Mas antes que o grupo suspirasse, um som veio de baixo. Era um lamurio longo e rouco, seguido por um gemido agudo. Toiva se aproximou da escadaria e perguntou:

– O que é isso? Uma adega?

– Me parece mais um acesso aos esgotos – Galdor respondeu.

– Esgotos? – Kvarn perguntou, tentando parecer despreocupado. – Tipo aquele labirinto subterrâneo onde cabe milhares de pessoas? Certeza que é um esgoto?

– Definitivamente é o acesso de manutenção para o esgoto – Clay disse, olhando para a escuridão das escadas.

– Parabéns garoto – Kvarn se virou para Jim, pousando a mão em seu ombro. – Você começou bem.

Jim deixou os ombros caírem, envergonhado.

– Talvez seja só um – Toiva disse, se aproximando mais do buraco.

A resposta veio imediatamente em forma de gemidos. Várias vozes subiam do túnel, roucas e sem sentido. E estavam bem perto. O grupo se afastou da escada.

– Nós estamos mal equipados – Galdor se virou para Clay. – É melhor fugirmos.

– Ah, por favor! – Kvarn pediu, chateado com o conselho. Ele apoiava a espada sobre o ombro. – Nós vamos fazer essa desfeita com os nossos anfitriões?

– Galdor está certo, vamos procurar um refúgio – Clay disse, voltando a seguir seu caminho. – Venham todos.

O grupo o seguiu imediatamente. A poucos metros à frente, a rua virava para a direita, e logo estariam longe do campo de visão das criaturas que sairiam do esgoto. Assim que alcançaram a esquina, todos pararam de súbito. Não poderiam seguir adiante. A estrada estava bloqueada por zumbis. Dezenas deles. Os mortos vinham em sua direção, se arrastando lentamente. Os olhares das criaturas se moveram até o grupo, e começaram a estender seus braços, querendo alcança-los.

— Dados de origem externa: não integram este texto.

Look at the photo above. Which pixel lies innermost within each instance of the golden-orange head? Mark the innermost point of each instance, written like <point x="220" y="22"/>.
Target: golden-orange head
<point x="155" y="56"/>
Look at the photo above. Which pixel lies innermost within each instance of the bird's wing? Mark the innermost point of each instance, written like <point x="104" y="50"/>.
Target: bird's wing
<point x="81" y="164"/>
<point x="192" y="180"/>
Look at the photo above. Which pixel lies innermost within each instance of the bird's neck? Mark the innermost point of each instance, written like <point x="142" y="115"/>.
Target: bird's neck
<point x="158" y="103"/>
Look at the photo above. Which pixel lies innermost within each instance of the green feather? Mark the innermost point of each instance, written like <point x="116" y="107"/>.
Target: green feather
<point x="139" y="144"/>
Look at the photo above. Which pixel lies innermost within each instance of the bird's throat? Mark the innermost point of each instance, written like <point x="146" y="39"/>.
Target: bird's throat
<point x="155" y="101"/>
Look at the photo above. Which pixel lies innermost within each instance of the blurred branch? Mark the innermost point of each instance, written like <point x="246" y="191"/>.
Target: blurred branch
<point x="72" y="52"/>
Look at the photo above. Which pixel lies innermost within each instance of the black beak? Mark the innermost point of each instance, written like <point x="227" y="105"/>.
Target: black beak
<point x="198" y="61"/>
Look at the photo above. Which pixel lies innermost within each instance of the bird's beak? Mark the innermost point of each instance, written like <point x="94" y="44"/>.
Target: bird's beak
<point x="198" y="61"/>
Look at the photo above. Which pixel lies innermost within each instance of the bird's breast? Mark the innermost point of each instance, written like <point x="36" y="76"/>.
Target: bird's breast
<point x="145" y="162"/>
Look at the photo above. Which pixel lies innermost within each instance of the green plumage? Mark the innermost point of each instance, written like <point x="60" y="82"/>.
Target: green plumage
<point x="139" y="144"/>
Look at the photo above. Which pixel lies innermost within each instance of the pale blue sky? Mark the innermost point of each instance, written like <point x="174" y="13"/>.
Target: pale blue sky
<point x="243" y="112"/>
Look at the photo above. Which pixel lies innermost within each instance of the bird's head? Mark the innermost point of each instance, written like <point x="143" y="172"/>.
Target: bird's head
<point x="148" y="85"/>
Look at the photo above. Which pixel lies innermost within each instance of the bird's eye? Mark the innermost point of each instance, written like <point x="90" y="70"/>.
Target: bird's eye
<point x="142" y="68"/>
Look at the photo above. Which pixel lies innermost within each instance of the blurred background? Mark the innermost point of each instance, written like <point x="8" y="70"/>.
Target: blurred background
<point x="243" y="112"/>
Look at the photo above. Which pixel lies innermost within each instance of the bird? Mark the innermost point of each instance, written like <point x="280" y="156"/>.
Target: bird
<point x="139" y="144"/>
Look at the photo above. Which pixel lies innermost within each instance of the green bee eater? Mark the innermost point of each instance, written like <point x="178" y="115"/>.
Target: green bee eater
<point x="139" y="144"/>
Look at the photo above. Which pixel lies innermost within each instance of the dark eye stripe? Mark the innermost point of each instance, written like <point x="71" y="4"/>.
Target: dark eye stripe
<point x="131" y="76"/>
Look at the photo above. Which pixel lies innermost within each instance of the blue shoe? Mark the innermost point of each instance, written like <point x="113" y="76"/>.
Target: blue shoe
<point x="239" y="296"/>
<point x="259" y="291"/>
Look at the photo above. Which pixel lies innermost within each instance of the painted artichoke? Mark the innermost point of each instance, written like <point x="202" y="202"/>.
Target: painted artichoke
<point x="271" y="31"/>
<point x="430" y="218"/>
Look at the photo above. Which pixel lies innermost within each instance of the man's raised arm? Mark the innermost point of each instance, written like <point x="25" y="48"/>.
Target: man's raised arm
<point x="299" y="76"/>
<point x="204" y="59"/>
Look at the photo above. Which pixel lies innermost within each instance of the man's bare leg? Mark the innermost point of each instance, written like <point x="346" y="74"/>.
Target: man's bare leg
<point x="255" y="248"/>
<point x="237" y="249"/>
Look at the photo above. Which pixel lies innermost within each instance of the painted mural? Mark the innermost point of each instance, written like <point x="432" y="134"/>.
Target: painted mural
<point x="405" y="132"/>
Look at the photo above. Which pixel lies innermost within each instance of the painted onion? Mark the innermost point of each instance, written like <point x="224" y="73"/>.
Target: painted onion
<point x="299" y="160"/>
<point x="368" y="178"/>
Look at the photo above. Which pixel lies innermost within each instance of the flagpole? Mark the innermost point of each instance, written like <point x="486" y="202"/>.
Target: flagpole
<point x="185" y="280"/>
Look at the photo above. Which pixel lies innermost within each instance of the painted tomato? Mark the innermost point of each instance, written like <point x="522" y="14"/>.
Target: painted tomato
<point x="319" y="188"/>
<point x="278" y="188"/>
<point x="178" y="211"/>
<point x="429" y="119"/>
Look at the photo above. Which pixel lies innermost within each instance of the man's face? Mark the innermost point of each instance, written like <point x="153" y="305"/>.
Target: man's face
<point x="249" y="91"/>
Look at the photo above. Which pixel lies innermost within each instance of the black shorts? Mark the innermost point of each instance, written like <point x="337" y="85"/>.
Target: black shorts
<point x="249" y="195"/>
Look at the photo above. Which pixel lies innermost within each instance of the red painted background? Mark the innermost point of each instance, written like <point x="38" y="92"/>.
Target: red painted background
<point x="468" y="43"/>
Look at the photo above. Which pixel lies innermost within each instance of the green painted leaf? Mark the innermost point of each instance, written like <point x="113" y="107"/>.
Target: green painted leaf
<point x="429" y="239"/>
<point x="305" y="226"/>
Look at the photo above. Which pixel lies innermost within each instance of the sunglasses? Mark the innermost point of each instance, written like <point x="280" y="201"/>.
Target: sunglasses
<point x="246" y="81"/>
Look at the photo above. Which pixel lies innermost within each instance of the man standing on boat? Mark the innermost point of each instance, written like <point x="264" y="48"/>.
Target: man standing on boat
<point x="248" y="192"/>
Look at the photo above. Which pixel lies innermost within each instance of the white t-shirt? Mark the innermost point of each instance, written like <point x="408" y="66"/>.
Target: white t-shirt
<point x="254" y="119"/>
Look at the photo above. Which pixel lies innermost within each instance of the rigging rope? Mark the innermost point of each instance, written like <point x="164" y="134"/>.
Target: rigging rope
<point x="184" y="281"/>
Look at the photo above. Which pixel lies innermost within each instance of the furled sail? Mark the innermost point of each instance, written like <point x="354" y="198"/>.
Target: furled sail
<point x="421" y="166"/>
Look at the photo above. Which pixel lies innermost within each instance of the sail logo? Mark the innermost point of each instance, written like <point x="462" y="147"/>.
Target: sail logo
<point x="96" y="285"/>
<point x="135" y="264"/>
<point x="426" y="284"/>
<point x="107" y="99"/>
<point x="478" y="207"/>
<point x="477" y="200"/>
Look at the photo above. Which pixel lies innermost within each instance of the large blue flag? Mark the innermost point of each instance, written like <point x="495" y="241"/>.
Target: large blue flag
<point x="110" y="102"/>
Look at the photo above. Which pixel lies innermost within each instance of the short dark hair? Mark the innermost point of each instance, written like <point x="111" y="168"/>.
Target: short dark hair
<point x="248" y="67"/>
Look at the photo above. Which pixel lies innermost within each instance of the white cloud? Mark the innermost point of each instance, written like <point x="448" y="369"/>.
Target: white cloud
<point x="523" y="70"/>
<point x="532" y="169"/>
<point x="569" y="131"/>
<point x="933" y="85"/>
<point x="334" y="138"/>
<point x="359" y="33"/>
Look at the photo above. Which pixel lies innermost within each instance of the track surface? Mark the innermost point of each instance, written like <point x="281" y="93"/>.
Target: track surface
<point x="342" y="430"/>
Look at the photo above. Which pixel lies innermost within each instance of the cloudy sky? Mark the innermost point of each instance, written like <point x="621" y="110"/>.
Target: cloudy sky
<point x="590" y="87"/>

– São zumbis lentos – Toiva identificou. – Mas são muitos. Trinta, no mínimo.

– Se eles não andassem tão juntos – Clay mordeu o beiço.

– Precisamos voltar, Clay. Não podemos enfrenta-los – Galdor se virou pelo caminho que vieram, mas também teve que parar.

Zumbis saíam do beco, vindo do esgoto. Já havia cerca de cinco deles na rua, e no instante seguinte, esse número dobrou.

– Você disse que não era do tipo que ficava cercado – Galdor olhou para Jim. – Parece que você é um mentiroso filho da puta. Ainda excitado para matar zumbis?

– Primeira lição sobre Terras Mortas – Kvarn ergueu a espada do ombro. – As coisas escalonam muito rápido por aqui.